I set to work with those.

“I like this other name,” said Noah. “Lanterloo. It’s funny. It’s a funny word to say.” As though to prove it, he repeated “Lanterloo” in different tones at different speeds.

I interrupted him. “You did say you would help me, yes?”

“Of course.”

“Well, that’s not helpful. Does it have a star beside it?”

Noah peered down at the list. “No.”

“Then it isn’t one we need to know.”

“What does the star mean?” Noah asked.

I wasn’t used to having someone asking questions at my shoulder while I worked. “It means that cards are taken from the pack before they start to play that game. Like in belote.” I realized that he didn’t know the help he’d been to me already, so I told him how his comment New Year’s Eve had set me on a course to solve the cipher.

He was smiling. “Really? Did I really help you?”

“Yes. Perhaps you’ll be a spy when you grow up.”

“I wouldn’t like to be a spy. They’re like assassins,” Noah said. “They can’t have friends.”

The perfect sort of job for me, then. “Is that right?” I only said this because Jacqui always said it, I had noticed, when she was absorbed in something else yet wanted to appear to be involved in someone’s conversation. And it worked. While I was focused on my numbers, Noah rambled on about some comic book, and I paid no attention. When I’d finished, he was finishing as well.

“…so it was only that his family had been killed and he was left alone and that’s why he became a hit man, but he wasn’t really bad.”

“That’s nice,” I said. “The next one, please.”

“Why do you only want the games where they take cards out first?”

One saving feature of his questions, I conceded, was the fact they were direct enough that I could answer easily. “Because she used a game like that to be her key the first time round. It makes the cipher trickier. I’m guessing she’ll have made another game like that her key this time, as well.” If I was wrong, I thought, at least I’d have eliminated several possibilities among the many. Evidently people in the eighteenth century had loved their card games.

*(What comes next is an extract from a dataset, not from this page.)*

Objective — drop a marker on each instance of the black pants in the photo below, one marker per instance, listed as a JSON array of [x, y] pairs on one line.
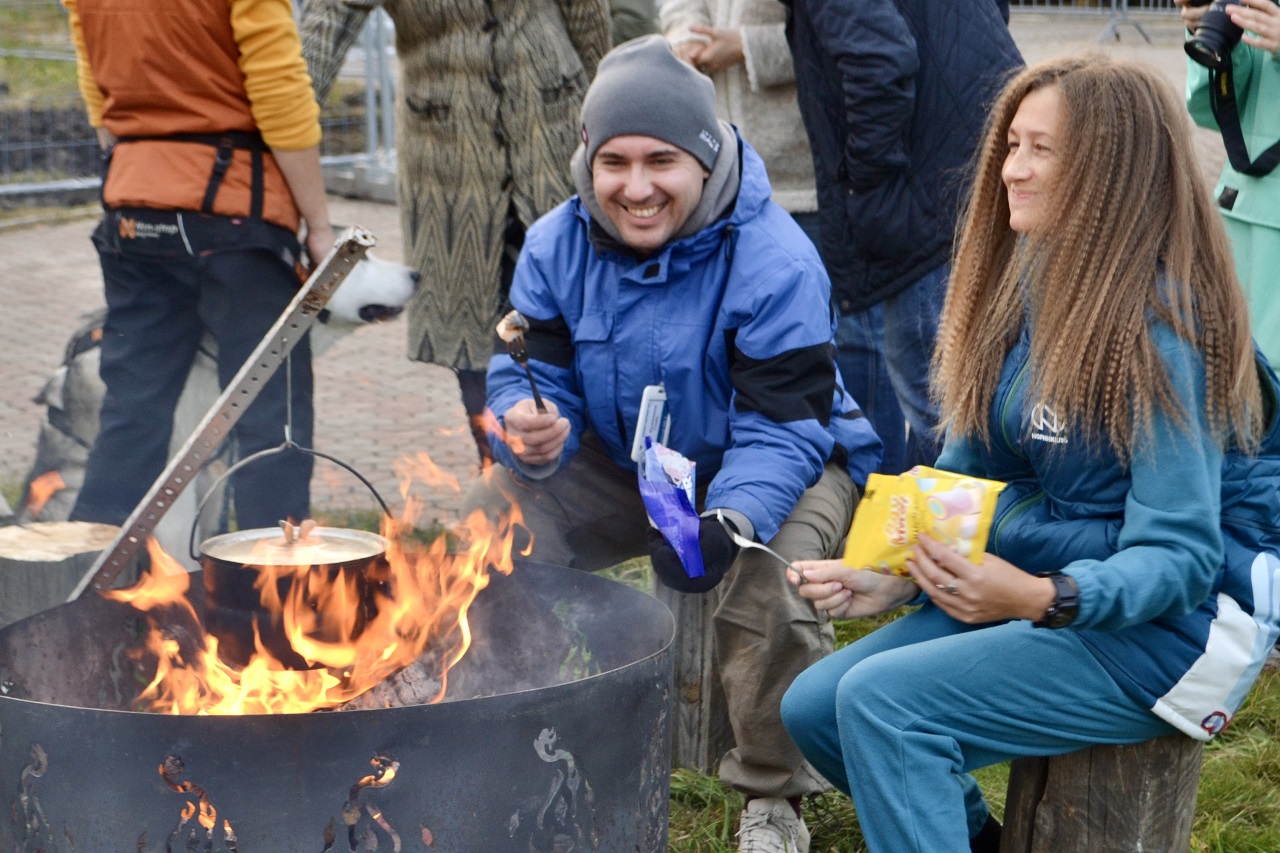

Noah frowned. “A key like in the door?”

“In a way. A door key can unlock a door, a cipher key unlocks the cipher, but it doesn’t look the way a door key looks. In this case it would be a piece of paper, where she wrote a list to show what number stands in for what letter.” Which was simplifying things, because of course some ciphers used more complicated keys.

“Why,” asked Noah, “is it called a cipher?”

In his arms the cat had changed position, rolling so his head was upside down but with his gaze still steady on me as though he was also interested.